Police don't have any suspects in custody.
Article continues below
The incident occurred early Tuesday, after the thieves broke the lock off one of the station's underground fuel tanks and then tried to siphon gas from the tank into a black Chevy Astro van, said Merced Fire Chief Ken Mitten.
The thieves apparently cut a large hole into the floor of the van and positioned themselves over the gas tank. They tried to siphon the gas into a 200-gallon tank inside the van, using a long rubber hose and a car battery-powered pump.
But the thieves were unable to control the flow of gasoline after they had begun siphoning it. The gasoline started spilling from the van. The thieves fled the scene, leaving the gas pouring from the van and off the station's property, said Merced police Lt. Bimley West.
A Merced police officer was driving by the station and noticed the spill at 12:06 a.m. The fire department and several police officers responded and closed off the area, West said.
About 1,014 gallons of fuel spilled from the station, entered the gutter and poured down the street, Mitten said. The level of fuel inside the van had reached the windows. "What did not go into (the 200-gallon tank) went everywhere else," Mitten said.
Cleanup efforts at the gas station lasted throughout Tuesday morning, as investigators placed mounds of absorbent material around the station to soak up the gas. The smell of fumes was pungent as men wearing gas masks and protective suits cleaned up. Investigators set up orange cones and closed Glen Avenue at Yosemite Park Way to traffic.
Mitten said an environmental cleanup company was called to help.
A spark or cigarette could have easily set off the gasoline, Mitten said. "All of the potential was here for a major disaster," he said. "It was a dangerous situation."
Merced police Sgt. Rodney Court said the van isn't stolen and police are making efforts to find the owner.
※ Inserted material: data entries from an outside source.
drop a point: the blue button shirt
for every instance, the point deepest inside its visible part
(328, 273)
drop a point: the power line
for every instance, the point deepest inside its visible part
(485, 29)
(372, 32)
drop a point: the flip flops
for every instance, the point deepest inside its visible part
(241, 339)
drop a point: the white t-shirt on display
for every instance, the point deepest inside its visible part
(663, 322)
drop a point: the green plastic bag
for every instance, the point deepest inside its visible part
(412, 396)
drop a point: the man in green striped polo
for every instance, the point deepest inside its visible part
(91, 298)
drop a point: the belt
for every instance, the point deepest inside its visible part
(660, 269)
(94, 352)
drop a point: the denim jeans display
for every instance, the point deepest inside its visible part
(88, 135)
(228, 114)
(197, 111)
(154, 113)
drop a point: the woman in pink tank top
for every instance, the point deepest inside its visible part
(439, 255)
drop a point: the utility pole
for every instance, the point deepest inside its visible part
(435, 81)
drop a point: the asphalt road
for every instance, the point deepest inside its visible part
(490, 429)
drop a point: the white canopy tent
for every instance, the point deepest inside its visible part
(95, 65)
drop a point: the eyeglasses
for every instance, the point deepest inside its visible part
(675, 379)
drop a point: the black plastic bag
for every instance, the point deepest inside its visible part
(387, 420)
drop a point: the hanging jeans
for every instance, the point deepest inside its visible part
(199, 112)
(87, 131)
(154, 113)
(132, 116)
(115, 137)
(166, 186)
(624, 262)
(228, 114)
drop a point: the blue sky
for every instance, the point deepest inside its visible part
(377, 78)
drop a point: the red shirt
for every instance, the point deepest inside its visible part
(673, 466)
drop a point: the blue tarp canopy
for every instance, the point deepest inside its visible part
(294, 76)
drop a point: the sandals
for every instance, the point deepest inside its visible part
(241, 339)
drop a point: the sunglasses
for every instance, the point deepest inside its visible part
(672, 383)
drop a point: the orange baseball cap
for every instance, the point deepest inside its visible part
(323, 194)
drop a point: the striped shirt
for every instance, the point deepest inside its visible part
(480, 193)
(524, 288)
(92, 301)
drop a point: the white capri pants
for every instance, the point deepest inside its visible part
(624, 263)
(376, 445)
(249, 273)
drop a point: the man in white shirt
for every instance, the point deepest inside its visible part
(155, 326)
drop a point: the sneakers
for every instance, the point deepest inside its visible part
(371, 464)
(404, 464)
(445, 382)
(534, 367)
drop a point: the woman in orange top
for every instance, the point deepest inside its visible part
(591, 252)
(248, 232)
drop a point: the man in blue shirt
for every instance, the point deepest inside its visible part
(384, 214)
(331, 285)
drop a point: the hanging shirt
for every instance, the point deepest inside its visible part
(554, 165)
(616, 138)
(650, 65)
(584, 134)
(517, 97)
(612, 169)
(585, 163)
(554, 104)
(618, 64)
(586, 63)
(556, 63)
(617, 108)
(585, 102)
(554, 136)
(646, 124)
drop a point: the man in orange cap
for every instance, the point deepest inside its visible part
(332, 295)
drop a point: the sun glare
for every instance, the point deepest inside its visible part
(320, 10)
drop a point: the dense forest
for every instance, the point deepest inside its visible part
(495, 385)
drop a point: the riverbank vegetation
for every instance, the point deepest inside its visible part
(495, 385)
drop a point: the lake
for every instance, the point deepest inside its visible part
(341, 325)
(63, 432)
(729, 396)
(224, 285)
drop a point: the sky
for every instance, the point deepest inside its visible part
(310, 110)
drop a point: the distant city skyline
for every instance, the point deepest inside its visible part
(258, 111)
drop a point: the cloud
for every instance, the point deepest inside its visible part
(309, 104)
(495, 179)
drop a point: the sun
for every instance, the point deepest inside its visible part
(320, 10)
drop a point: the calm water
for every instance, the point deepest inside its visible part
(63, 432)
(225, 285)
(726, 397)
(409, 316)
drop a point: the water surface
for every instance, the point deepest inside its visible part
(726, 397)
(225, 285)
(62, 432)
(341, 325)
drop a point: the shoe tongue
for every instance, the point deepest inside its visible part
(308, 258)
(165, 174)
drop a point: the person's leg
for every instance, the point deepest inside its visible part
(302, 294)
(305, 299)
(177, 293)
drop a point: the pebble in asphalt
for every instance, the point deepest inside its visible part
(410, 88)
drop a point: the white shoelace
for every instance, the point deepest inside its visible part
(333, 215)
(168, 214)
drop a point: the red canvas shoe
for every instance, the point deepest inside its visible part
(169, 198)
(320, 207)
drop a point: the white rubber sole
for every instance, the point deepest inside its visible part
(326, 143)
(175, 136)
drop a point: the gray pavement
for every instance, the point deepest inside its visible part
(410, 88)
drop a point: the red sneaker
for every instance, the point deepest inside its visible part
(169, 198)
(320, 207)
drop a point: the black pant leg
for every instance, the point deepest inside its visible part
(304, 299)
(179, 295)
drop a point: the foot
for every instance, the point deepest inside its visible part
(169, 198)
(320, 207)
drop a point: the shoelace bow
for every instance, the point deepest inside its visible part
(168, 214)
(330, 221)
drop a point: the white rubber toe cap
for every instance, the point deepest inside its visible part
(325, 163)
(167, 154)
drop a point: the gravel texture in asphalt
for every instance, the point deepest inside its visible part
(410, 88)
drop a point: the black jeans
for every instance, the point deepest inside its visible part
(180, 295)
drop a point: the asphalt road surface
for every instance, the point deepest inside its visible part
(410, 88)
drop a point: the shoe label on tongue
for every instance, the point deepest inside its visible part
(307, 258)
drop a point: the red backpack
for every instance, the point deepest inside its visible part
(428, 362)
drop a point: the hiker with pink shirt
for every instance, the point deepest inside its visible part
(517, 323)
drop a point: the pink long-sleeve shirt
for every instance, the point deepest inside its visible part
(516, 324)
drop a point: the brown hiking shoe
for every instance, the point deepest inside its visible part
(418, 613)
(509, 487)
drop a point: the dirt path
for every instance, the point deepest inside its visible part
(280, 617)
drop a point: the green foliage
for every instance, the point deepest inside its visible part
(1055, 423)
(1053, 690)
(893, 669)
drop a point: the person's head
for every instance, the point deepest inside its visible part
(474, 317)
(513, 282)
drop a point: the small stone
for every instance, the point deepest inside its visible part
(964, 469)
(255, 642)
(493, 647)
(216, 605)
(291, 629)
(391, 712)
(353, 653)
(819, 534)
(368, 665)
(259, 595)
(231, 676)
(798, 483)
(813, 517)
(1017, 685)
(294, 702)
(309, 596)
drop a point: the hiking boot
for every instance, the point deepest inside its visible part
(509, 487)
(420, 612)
With the recent increases of gasoline prices to nearly $4 per gallon, West said it's likely that thieves will attempt similar crimes in the future. Police say the owner of the Valero gasoline station had already lost 250 gallons of gasoline to thefts.
Merced County Sheriff's Department spokesman Tom MacKenzie said his department has investigated two reports involving about 1,000 gallons of stolen gasoline and diesel fuel -- both within the past two weeks.
As of March 17, the sheriff's department has reported a total of 10,470 gallons of fuel stolen this year in 13 incidents. Last year, Merced County reported 84 incidents, MacKenzie said.
Gasoline and fuel thefts have occurred at farms, shipping companies, gas stations and from private vehicles, MacKenzie said.
MacKenzie said while some thieves take the gas for their own use and farm vehicles, some sell it to truck drivers and others, charging half to three-quarters of the regular price of gasoline. "They know it's stolen, but they don't care," MacKenzie said.